Global problems, such as climate change, hunger or pandemic diseases, have increased the demand for coordination and cooperation. Global governance institutions, ever since the reports of the Club of Rome, have relied on expertise and on forecasts, i.e. projections of present problems into the future, to create policies adequate to foreseeable and possibly unforeseeable challenges. Prediciting, interpreting, and most challenging, developing knowledge to change the future, are important tasks scientists and others have set out to master. Whether it is the creation of computer-based scenarios, the use of data to develop global development goals (like the current Sustainable Development Goals), or the construction of complex models, the future of cooperation rests on these vision of the future.
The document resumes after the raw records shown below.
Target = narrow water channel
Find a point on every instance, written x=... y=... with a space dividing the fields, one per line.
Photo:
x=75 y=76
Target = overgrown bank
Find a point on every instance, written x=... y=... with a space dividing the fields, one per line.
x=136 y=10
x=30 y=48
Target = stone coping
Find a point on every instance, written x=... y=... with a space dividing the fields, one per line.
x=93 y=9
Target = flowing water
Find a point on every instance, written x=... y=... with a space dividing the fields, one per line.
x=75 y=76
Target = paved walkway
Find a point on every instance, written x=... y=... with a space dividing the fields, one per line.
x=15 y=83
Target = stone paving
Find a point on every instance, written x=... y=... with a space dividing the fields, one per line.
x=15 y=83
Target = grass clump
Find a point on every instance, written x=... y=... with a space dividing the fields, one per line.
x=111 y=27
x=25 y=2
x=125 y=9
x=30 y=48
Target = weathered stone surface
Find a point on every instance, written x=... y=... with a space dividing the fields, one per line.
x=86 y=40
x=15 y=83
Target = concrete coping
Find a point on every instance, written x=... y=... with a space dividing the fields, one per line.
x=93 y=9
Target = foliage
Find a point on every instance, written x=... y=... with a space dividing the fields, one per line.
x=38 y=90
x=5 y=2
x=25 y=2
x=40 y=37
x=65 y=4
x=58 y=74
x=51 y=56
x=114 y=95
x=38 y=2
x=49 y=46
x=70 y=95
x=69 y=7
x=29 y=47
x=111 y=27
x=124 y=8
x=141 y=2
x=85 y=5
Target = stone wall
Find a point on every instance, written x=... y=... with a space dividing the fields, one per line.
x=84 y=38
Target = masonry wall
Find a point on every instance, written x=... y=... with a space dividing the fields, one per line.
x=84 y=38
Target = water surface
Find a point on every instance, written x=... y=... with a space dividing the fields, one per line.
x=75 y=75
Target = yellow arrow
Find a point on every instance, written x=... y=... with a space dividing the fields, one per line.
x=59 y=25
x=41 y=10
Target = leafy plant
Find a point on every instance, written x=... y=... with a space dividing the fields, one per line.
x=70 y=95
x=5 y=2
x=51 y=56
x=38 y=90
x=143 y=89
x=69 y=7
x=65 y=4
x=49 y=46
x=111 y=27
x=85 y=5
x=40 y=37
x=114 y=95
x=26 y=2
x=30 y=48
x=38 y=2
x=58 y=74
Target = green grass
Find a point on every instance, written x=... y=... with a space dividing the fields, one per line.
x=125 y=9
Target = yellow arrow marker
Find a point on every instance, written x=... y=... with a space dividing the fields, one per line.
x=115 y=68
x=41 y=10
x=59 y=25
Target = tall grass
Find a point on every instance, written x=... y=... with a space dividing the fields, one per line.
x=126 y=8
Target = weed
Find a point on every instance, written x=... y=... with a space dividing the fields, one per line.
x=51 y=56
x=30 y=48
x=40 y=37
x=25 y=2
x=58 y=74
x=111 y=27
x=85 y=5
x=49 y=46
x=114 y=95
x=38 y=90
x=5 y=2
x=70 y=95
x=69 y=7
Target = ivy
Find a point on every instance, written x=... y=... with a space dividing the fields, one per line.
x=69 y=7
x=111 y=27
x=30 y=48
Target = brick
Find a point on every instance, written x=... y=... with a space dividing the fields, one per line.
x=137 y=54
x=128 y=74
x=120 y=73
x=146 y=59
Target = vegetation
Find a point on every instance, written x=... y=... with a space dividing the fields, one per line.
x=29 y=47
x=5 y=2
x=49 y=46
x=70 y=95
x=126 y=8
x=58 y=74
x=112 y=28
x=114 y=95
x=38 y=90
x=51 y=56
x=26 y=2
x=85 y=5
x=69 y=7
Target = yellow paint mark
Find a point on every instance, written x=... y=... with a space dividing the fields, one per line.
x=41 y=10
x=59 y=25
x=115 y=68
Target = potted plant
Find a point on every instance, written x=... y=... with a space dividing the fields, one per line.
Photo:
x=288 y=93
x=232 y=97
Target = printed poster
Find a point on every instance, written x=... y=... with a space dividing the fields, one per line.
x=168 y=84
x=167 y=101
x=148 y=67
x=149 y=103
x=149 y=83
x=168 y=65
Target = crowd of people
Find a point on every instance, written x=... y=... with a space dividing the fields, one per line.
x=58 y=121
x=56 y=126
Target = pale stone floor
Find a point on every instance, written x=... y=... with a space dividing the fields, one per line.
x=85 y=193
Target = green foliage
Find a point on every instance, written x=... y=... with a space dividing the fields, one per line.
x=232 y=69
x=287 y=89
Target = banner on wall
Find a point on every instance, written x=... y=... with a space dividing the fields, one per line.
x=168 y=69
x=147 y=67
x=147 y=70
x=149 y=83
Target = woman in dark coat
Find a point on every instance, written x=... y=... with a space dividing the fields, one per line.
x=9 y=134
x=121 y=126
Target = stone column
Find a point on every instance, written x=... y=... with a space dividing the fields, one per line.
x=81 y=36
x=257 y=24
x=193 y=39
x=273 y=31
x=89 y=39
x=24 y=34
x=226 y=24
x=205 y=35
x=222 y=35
Bringing together experts from fields that have been largely unexposed to each other reflects an essential ambition of the Centre to initiate interdisciplinary discussions. For instance, the Masterclass offered an insight into future scenarios from a narrative perspective and addressed questions on what fiction and non-fiction authors tell us about the future. The wealth of research in these manifold fields allows us to assess general and more specific claims of how cooperation can be fostered. Understanding the social embeddedness and social function of scenarios and narratives is thus a way of accounting for the future of global cooperation.

The three-day event was captured by the visualisations of the graphic recording artists Helge Windisch and Enjoo Moon (flaneur.de). On a large sheet of paper the content of the presentations and discussions have been translated live into images and text.

The Masterclass was organised by Research Unit 1 'The (Im)Possibility of Cooperation', headed by Dr Katja Freistein.